THE SECURITIES REPRESENTED BY THIS CERTIFICATE HAVE NOT BEEN REGISTERED UNDER THE SECURITIES ACT OF 1933, AS AMENDED, OR ANY STATE SECURITIES LAWS, AND MAY NOT BE OFFERED, SOLD, TRANSFERRED OR OTHERWISE DISPOSED OF UNLESS REGISTERED UNDER THE SECURITIES ACT OF 1933, AS AMENDED, AND ANY APPLICABLE STATE SECURITIES LAWS OR AN EXEMPTION FROM REGISTRATION IS AVAILABLE. IN ADDITION, THE SECURITIES REPRESENTED BY THIS CERTIFICATE MAY NOT BE SOLD OR TRANSFERRED PRIOR TO THE DATE THAT IS ONE HUNDRED AND EIGHTY (180) DAYS AFTER THE AMALGAMATION EFFECTIVE TIME UNDER THE BUSINESS COMBINATION AGREEMENT (AS DEFINED IN THE COMPANY WARRANT AGREEMENT) EXCEPT AS PERMITTED UNDER PART 5 OF ANNEX A TO THE COMPANY WARRANT AGREEMENT.

Upon due presentation for registration of transfer of this Warrant Certificate at the office of PubCo, a new Warrant Certificate or Warrant Certificates of like tenor and evidencing in the aggregate a like number of Warrants shall be issued to the transferee(s) in exchange for this Warrant Certificate, subject to the limitations provided in the Warrant Agreement, without charge except for any tax or other governmental charge imposed in connection therewith.
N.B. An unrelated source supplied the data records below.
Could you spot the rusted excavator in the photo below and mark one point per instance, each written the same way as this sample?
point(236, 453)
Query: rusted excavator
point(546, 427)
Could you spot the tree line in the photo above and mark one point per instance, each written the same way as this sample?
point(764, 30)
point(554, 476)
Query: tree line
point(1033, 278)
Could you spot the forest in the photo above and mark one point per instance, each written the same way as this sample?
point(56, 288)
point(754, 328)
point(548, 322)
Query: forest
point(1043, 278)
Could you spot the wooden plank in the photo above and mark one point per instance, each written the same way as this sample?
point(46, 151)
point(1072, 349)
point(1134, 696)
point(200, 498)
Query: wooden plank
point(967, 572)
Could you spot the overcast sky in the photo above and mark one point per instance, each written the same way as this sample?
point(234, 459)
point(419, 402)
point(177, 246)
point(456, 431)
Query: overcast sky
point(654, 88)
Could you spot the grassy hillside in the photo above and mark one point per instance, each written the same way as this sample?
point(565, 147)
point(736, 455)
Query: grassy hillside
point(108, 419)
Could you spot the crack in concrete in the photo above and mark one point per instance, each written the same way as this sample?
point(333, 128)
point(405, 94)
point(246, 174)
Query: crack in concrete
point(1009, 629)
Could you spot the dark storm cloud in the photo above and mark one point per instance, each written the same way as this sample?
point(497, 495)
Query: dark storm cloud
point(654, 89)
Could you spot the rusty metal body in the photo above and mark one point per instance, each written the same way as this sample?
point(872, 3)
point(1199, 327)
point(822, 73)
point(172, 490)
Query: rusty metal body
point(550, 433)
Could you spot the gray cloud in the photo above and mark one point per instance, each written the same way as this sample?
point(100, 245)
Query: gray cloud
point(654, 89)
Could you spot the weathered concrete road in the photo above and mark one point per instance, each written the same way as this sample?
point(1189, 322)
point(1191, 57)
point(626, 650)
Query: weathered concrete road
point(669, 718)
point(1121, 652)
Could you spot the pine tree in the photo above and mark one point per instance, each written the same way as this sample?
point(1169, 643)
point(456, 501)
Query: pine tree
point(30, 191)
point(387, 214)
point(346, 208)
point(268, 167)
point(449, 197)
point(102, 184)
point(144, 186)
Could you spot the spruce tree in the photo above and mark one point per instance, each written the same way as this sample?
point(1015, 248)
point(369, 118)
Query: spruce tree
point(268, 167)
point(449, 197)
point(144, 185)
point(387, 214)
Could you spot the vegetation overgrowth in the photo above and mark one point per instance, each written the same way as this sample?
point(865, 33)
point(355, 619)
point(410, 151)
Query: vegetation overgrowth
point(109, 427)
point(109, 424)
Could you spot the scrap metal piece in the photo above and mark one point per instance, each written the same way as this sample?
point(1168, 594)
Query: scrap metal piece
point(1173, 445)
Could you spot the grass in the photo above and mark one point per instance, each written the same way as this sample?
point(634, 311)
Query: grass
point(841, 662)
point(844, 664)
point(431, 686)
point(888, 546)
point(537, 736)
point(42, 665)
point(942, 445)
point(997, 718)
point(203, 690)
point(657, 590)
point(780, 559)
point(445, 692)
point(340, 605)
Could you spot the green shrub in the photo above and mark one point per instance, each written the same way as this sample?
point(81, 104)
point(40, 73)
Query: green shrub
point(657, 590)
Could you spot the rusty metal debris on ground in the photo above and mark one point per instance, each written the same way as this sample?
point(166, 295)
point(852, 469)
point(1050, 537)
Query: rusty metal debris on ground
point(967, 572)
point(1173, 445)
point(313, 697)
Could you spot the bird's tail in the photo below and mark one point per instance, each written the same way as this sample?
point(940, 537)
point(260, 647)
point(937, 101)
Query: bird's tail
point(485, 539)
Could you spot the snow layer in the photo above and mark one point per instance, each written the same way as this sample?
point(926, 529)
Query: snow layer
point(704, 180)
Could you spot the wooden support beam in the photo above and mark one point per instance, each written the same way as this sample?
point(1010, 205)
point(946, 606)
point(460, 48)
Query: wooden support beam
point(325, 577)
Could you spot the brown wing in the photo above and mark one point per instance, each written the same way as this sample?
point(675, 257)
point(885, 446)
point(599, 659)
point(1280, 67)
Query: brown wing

PubCo may deem and treat the Registered Holder(s) hereof as the absolute owner(s) of this Warrant Certificate (notwithstanding any notation of ownership or other writing hereon made by anyone), for the purpose of any exercise hereof, of any distribution to the holder(s) hereof, and for all other purposes, and the Company shall not be affected by any notice to the contrary. Neither the Warrants nor this Warrant Certificate entitles any holder hereof to any rights of a shareholder of the Company.


Election to Purchase

(To Be Executed Upon Exercise of Warrant)

The undersigned hereby irrevocably elects to exercise the right, represented by this Warrant Certificate, to receive PubCo Shares and herewith tenders payment for such PubCo Shares to the order of                     (“PubCo”) in the amount of $     in accordance with the terms hereof. The undersigned requests that a certificate for such PubCo Shares be registered in the name of                     , whose address is                     and that such PubCo Shares be delivered to                     whose address is                     . If said number of PubCo Shares is less than all of the PubCo Shares purchasable hereunder, the undersigned requests that a new Warrant Certificate representing the remaining balance of such PubCo Shares be registered in the name of                     , whose address is                     and that such Warrant Certificate be delivered to                     , whose address is                     .

[Signature Page Follows]

 

Date:         , 20    

 

    (Signature)
   

    

   

 

   

 

    (Address)
Signature Guaranteed:    

 

    (Tax Identification Number)

THE SIGNATURE(S) SHOULD BE GUARANTEED BY AN ELIGIBLE GUARANTOR INSTITUTION (BANKS, STOCKBROKERS, SAVINGS AND LOAN ASSOCIATIONS AND CREDIT UNIONS WITH MEMBERSHIP IN AN APPROVED SIGNATURE GUARANTEE MEDALLION PROGRAM, PURSUANT TO S.E.C. RULE 17Ad-15 UNDER THE SECURITIES EXCHANGE ACT OF 1934, AS AMENDED (OR ANY SUCCESSOR RULE)).